The film images and data from the Surveyor moon landers have been in storage for the last 50 years; there were five successful Surveyor missions between 1966 and 1968. Now the images have been scanned and digitised in an automated system using optical character recognition (OCR) software.
The goal was to create an archive for inclusion in the Nasa Planetary Data System (PDS), a collection of data products from Nasa planetary missions. The scientist wanted to produce a searchable archive that will outlast conventional physical media repositories.
The images were originally captured by focusing a 70mm film camera at a precision CRT display monitor and photographed onto special recording film.
Typical film image from Surveyor mission, with a CRT display (left) and associated data fields (right). Credit: University of Arizona’s LPL
The digitisation project began in February 2015 with the assembly of a Stokes scanning system, and it continues to process, catalogue, and data-mine the information contained within the images. Many frames contain legible text, but printed as a dot matrix using a 7 x 9 teletype-style character, making it a challenge to find OCR software capable of reading the text fields.
In addition, even though there are sprocket perforations on the film stock, the original recording transport was sprocket-less, resulting in inconsistent frame spacing as well as frames drifting with respect to the edge perforations. The team at LPL were unable to determine a consistent film advance and, with each new roll of film, the spacing of the frames and lateral positioning of the image shifted. This resulted in overall images with text in different places, as well as some images tainted with artefacts. Moreover, the data fields have human readable text with varying number of characters.
The team at the University of Arizona's LPL used an OCR solution from Matrox Imaging, which was able to read the dot matrix characters, and reduced the time expenditure to a few minutes per roll.
Lorne Trottier, co-owner of Matrox, saw an article in Planetary Report about the Nasa PDS project and offered the LPL scientists assistance in the form of Matrox’s OCR software to read LPL’s text information.
The initial review of the Matrox OCR solution showed an excellent read rate from nearly 4,500 different image files. For example, for roll 1 of Mission 5, the Matrox OCR solution scanned 846 files, reading 15,191 individual fields at 99.77 per cent accuracy. Rolls 2 and 9 of Mission 5 yielded 99.92 per cent and 100 per cent accuracy rates respectively.

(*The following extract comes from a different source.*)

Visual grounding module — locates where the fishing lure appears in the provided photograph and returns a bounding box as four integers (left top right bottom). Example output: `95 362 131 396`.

To date, the Matrox software has helped tackle data from Surveyor 5, and will prove a valuable tool during the catalogue and error check of data from Surveyor 6 and 7, along with other mission materials from Nasa projects and explorations.
John Anderson, senior media technician at LPL, commented: ‘Compared with accuracy rates of 75 per cent to 85 per cent achieved with the original approach, there is no doubt as to the better result. Our project has been greatly enhanced and the progress of reading and cataloguing the data with high accuracy would not have been possible without the gracious assistance of the Matrox team.’